Conservative leader Howard, a friend of US President George W. Bush and a staunch supporter of the US-led coalition in Iraq, had repeatedly refused to name a date for the removal of Australian troops from the country.
Iraq was a key point of difference at last November's election, which saw Howard's Liberal Party government swept from office by a centre-left Labour Party promising to bring combat soldiers home swiftly.
Liberal Party foreign affairs spokesman Andrew Robb said Sunday that Howard would have begun withdrawing soldiers this year if he had been re-elected.
"As (Australian Defence Force chief) Angus Houston said the other day, no matter who had won government, that removal was going to take place," Robb told the Australian Broadcasting Corporation.

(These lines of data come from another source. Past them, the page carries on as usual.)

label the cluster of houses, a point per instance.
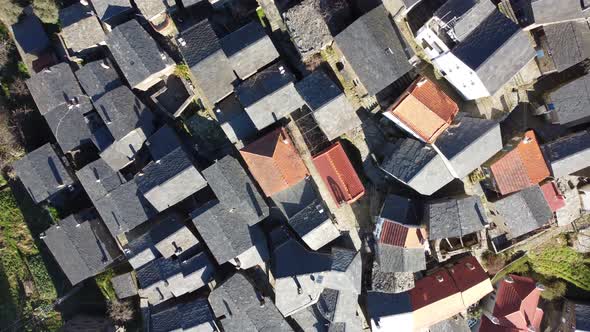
(246, 240)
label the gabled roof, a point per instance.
(98, 77)
(468, 143)
(81, 246)
(170, 180)
(524, 211)
(417, 165)
(235, 190)
(80, 29)
(226, 234)
(521, 167)
(569, 43)
(570, 103)
(241, 305)
(331, 109)
(208, 63)
(496, 50)
(110, 9)
(249, 49)
(274, 162)
(455, 217)
(375, 50)
(425, 109)
(339, 175)
(136, 52)
(42, 173)
(269, 95)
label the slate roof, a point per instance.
(417, 165)
(548, 11)
(331, 109)
(570, 103)
(269, 95)
(42, 173)
(240, 303)
(170, 180)
(455, 217)
(374, 50)
(225, 233)
(81, 246)
(98, 179)
(98, 77)
(107, 10)
(124, 285)
(80, 29)
(569, 154)
(208, 63)
(469, 142)
(235, 190)
(496, 50)
(524, 211)
(274, 162)
(249, 49)
(55, 87)
(124, 208)
(136, 52)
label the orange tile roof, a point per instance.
(274, 162)
(339, 175)
(521, 167)
(425, 109)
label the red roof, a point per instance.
(553, 196)
(339, 175)
(521, 167)
(274, 162)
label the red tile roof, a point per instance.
(553, 196)
(339, 175)
(425, 109)
(521, 167)
(274, 162)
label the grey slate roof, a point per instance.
(548, 11)
(524, 211)
(80, 29)
(136, 52)
(568, 154)
(208, 63)
(98, 179)
(469, 142)
(98, 77)
(81, 246)
(568, 42)
(375, 50)
(571, 102)
(240, 303)
(170, 180)
(110, 9)
(235, 190)
(249, 49)
(226, 234)
(124, 208)
(269, 95)
(55, 87)
(496, 50)
(124, 285)
(455, 217)
(331, 109)
(417, 165)
(42, 173)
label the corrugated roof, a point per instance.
(274, 162)
(339, 174)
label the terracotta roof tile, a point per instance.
(339, 174)
(274, 162)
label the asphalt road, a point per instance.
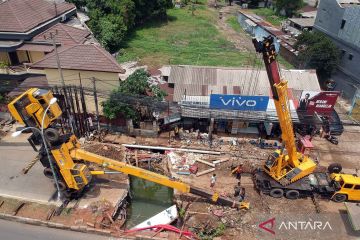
(33, 186)
(13, 230)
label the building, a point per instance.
(339, 20)
(83, 64)
(20, 21)
(259, 28)
(199, 90)
(29, 32)
(296, 25)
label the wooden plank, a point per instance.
(353, 210)
(171, 149)
(220, 161)
(136, 159)
(205, 162)
(205, 172)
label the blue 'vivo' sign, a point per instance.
(238, 102)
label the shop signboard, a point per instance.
(319, 102)
(238, 102)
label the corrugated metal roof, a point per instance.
(191, 80)
(303, 22)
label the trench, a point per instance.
(147, 199)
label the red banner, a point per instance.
(320, 102)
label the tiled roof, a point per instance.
(82, 57)
(202, 81)
(66, 35)
(23, 15)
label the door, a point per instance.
(356, 193)
(14, 59)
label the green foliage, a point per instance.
(270, 15)
(234, 24)
(2, 99)
(111, 20)
(136, 83)
(134, 86)
(184, 39)
(210, 234)
(289, 6)
(317, 51)
(3, 65)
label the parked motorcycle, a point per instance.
(332, 139)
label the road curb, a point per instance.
(49, 224)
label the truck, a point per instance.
(288, 172)
(66, 163)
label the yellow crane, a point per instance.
(70, 161)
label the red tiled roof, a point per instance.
(23, 15)
(307, 8)
(82, 57)
(36, 47)
(66, 35)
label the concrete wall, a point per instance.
(36, 56)
(329, 16)
(329, 20)
(22, 56)
(4, 57)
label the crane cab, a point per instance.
(349, 187)
(28, 109)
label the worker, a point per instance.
(213, 180)
(238, 170)
(237, 189)
(176, 130)
(242, 195)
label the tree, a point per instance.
(132, 96)
(111, 20)
(317, 51)
(289, 6)
(253, 3)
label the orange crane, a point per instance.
(35, 109)
(288, 172)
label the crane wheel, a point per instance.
(62, 186)
(334, 168)
(292, 194)
(339, 198)
(277, 193)
(52, 135)
(48, 173)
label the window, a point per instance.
(343, 23)
(342, 53)
(348, 185)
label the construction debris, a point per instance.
(171, 149)
(205, 162)
(205, 172)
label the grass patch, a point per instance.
(269, 16)
(234, 24)
(183, 39)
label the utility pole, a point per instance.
(169, 121)
(96, 102)
(52, 38)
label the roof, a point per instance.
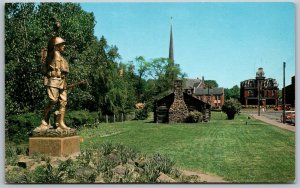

"We had already started discussions with the Americans on that front.
"In August last year, and during the campaign, John Howard quite explicitly - and (then foreign minister) Alexander Downer explicitly - talked about (how) a time would come this year when we would start to replace combat troops with training troops."
Although he said he supported a greater training role for Australian troops in Iraq during the campaign, during his prime ministership Howard repeatedly said the soldiers should stay until the job was done and that leaving would only boost insurgents.
In July 2007, Howard said a military source's claims that he had a secret exit plan was "absurd." Last week Air Chief Marshal Houston told a parliamentary hearing that Australian troops had completed their mission in Al-Muthanna and Dhi Qar and the pull-out would likely have occurred even without a change in government late last year.
Australia is preparing to remove its 550-strong battlegroup from southern Iraq by the middle of the year.
It will still have about 1,000 military personnel in and around Iraq, including a 110-strong security detachment in Baghdad, and personnel for Hercules and Orion aircraft based outside Iraq and a warship in the Gulf. The US and UK are also preparing to reduce troop numbers in the months ahead.